I didn’t want to give up was my life belt. I hung on to the khaki

cloth-covered rubber belt, studying it sometimes as I sat around on

the Marine ship.

The label on the belt said it had been manufactured by Firestone

Tire and Rubber Company of Akron, Ohio, which was my hometown. I

decided to keep the belt as a souvenir, a reminder of how lucky I’d been.

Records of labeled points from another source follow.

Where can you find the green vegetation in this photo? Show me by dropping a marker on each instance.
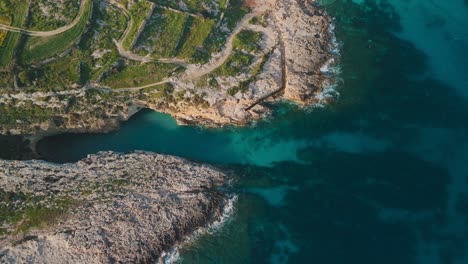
(16, 12)
(98, 52)
(197, 30)
(247, 40)
(29, 113)
(138, 13)
(233, 14)
(51, 14)
(40, 48)
(136, 74)
(167, 26)
(57, 75)
(25, 211)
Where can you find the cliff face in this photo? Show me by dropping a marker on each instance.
(292, 50)
(106, 208)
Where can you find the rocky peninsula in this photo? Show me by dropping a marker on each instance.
(250, 52)
(107, 208)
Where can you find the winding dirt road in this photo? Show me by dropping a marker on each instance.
(48, 33)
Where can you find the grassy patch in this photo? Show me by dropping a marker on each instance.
(138, 13)
(163, 32)
(25, 211)
(135, 74)
(197, 30)
(238, 62)
(59, 74)
(17, 11)
(57, 14)
(247, 40)
(28, 113)
(40, 48)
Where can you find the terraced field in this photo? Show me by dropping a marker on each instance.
(190, 55)
(16, 13)
(39, 48)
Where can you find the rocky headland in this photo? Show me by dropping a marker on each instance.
(294, 50)
(107, 208)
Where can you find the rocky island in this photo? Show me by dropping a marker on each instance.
(107, 208)
(94, 63)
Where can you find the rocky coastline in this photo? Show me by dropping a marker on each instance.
(107, 208)
(296, 38)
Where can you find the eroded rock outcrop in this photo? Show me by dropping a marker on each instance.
(106, 208)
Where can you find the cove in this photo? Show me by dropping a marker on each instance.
(380, 176)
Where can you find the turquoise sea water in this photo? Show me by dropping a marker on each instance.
(381, 176)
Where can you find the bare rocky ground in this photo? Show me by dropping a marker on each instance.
(107, 208)
(296, 41)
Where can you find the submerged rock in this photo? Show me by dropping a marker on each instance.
(106, 208)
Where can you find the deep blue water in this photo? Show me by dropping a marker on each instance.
(380, 176)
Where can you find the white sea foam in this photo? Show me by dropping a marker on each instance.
(173, 255)
(332, 69)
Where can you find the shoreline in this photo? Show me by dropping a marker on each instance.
(140, 206)
(217, 115)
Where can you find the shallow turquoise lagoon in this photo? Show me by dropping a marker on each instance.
(380, 176)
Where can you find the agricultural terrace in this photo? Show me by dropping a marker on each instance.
(64, 45)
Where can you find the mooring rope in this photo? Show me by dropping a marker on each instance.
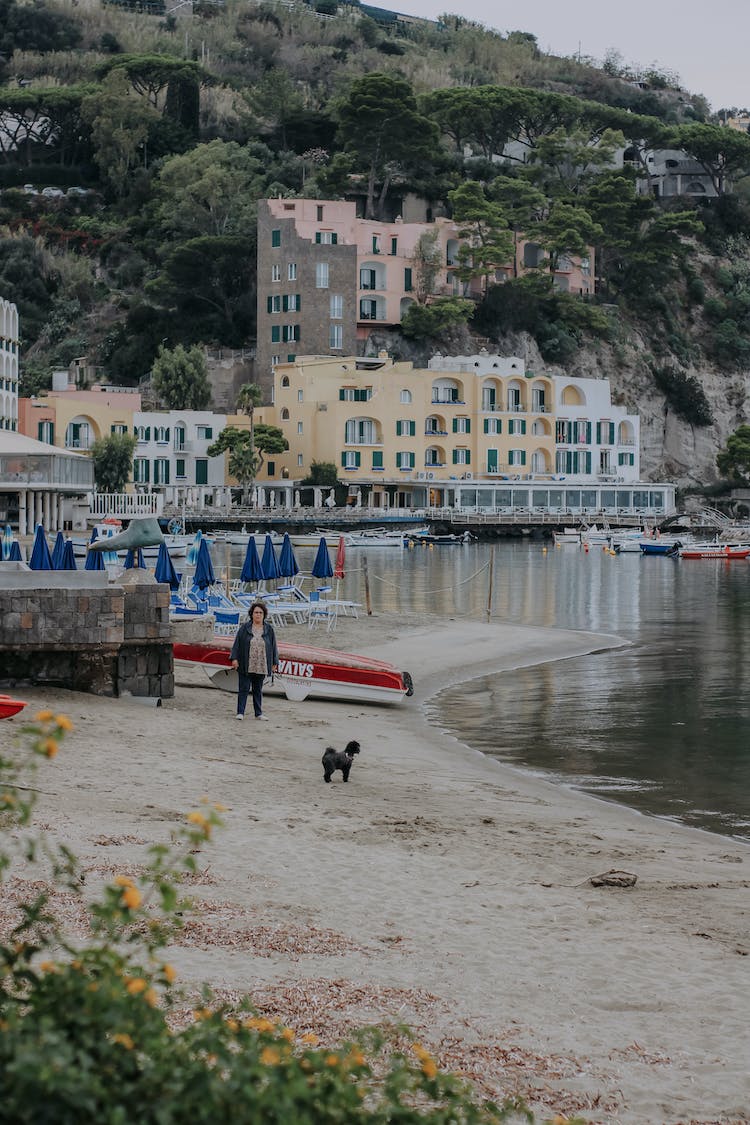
(434, 590)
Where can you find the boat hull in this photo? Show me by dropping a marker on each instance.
(305, 671)
(715, 552)
(10, 707)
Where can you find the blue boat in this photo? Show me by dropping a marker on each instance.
(656, 547)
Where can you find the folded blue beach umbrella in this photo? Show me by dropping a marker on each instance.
(287, 561)
(204, 575)
(57, 551)
(195, 548)
(270, 563)
(251, 568)
(69, 557)
(130, 560)
(164, 570)
(41, 558)
(95, 560)
(322, 567)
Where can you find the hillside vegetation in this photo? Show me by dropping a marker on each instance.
(177, 125)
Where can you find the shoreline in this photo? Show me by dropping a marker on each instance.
(440, 888)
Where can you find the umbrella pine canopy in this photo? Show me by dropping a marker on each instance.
(41, 557)
(322, 566)
(288, 565)
(270, 563)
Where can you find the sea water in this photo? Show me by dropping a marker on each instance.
(662, 725)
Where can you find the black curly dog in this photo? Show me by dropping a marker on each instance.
(339, 759)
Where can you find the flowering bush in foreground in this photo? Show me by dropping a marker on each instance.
(84, 1026)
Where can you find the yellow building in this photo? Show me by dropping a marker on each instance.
(391, 428)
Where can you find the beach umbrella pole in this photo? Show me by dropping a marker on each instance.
(368, 603)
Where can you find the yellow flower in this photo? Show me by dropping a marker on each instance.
(132, 898)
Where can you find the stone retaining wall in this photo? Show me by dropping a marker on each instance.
(81, 631)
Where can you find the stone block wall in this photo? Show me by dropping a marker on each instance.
(82, 632)
(51, 618)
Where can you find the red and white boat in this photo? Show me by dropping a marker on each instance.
(10, 707)
(715, 551)
(305, 671)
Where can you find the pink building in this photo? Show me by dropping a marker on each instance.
(326, 278)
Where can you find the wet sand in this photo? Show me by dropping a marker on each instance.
(437, 888)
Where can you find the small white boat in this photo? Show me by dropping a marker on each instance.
(305, 671)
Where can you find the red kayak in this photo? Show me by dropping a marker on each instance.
(9, 707)
(305, 671)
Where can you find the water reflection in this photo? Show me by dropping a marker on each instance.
(662, 725)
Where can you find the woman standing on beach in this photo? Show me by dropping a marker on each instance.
(255, 656)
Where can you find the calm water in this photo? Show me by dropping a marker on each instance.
(662, 726)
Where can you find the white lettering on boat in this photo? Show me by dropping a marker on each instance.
(295, 668)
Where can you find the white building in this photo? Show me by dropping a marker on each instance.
(172, 457)
(593, 438)
(8, 366)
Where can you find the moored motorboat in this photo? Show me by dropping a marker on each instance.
(305, 671)
(725, 551)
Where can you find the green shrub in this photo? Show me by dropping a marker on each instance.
(87, 1027)
(684, 394)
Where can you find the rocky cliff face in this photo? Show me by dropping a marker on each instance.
(671, 449)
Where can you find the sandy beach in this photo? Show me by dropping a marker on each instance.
(437, 888)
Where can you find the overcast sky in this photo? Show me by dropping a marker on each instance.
(706, 46)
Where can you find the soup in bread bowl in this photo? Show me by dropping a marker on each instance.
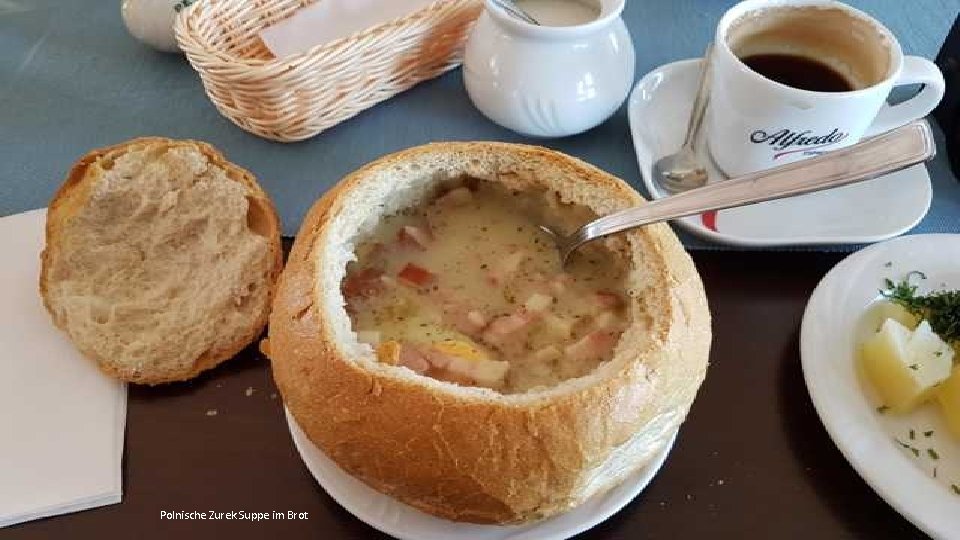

When I finally took my thirty-day leave, I went home to my family

in Ohio. After a quietly emotional welcome, I sat with my mother

in our kitchen, telling her about my recent ordeal and hearing what

had happened at home since I went away. My mother informed me

that “to do her part,” she had taken a wartime job at the Firestone

plant. Surprised, I jumped up and grabbed my life belt from my duffel

bag, putting it on the table in front of her.

“Take a look at that, Mom,” I said. “It was made right here in

Akron at your plant.”

She leaned forward and, taking the rubber belt in her hands,

she read the label. She had just heard the story and knew that in

the darkness of that terrible night, it was this one piece of rubber

that had saved my life. When she looked up at me, her mouth and

her eyes were open wide with surprise. “Son, I’m an inspector at

Firestone. This is my inspector number,” she said, her voice hardly

above a whisper.

We stared at each other, too stunned to speak. Then I stood up,

walked around the table and pulled her up from her chair. We held

each other in a tight embrace, saying nothing. My mother was not a

demonstrative woman, but the significance of this amazing coincidence

overcame her usual reserve. We hugged each other for a long,

long time, feeling the bond between us. My mother had put her arms

halfway around the world to save me.

~Elgin Staples

Chicken Soup for the Veteran’s Soul

Happy Mother’s Day everyone,

xoxo

-Carla

Don’t forget to enter the other giveaway if you haven’t already

  1. Hey I’m the first to comment 🙂
    Pick me? the one for the sons (hopefully one day I’ll have a daughter too!)

  2. I always heated mother’s day because it usually conflicted with my birthday parties-my birthday’s May 12. But now that I’m a mother it’s simply double the fun! I have a boy-so sons for me…

  3. Thank you for the the *giveaway* if it’s okay I’d like to be entered into both drawings. If you’ll only do one then please do the mother/daughter. Thank you!

  4. Thank you for the giveaway! No gender preference over here.

    I’d like to contribute something as a preemptive “thank you”: a great way to incorporate babies into Mother’s Day (or Father’s Day, birthdays, anniversaries… any card-oriented event, really) is to hold a marker in your baby/toddler’s hand so that they can fill out the card “themselves” (i.e. you guide their hand when writing) and then let them deliver the card personally (i.e. let your one year old run up to someone to deliver a card, tape it to a crawler’s back and let them crawl to the recipient, etc.). It’s very sweet and always appreciated!

  5. Thanks for the giveaway! I’d love to be entered in for the Mother/Son book. I have 1 son and another boy on the way!

  6. I would love to be entered into the giveaway. I have a boy, so the son’s book for me! Thank you!

  7. This is my first Mother’s Day with my 10 week old Daughter, and I would love a copy of Chicken Soup for the Soul Like Mother Like Daughter. Thanks!

  8. dini jacobowitz

    May has always been a big month in our family. My mother’s birthday was May 10, this would have been a big Mother’s Day, but she’s not with us anymore. My sister and I both have our birthdays in May, as well as my daughter, my niece and 2 of my great-nephews! With all these mothers and daughters this would be a great present for us all to share. Happy Mother’s Day to you as well!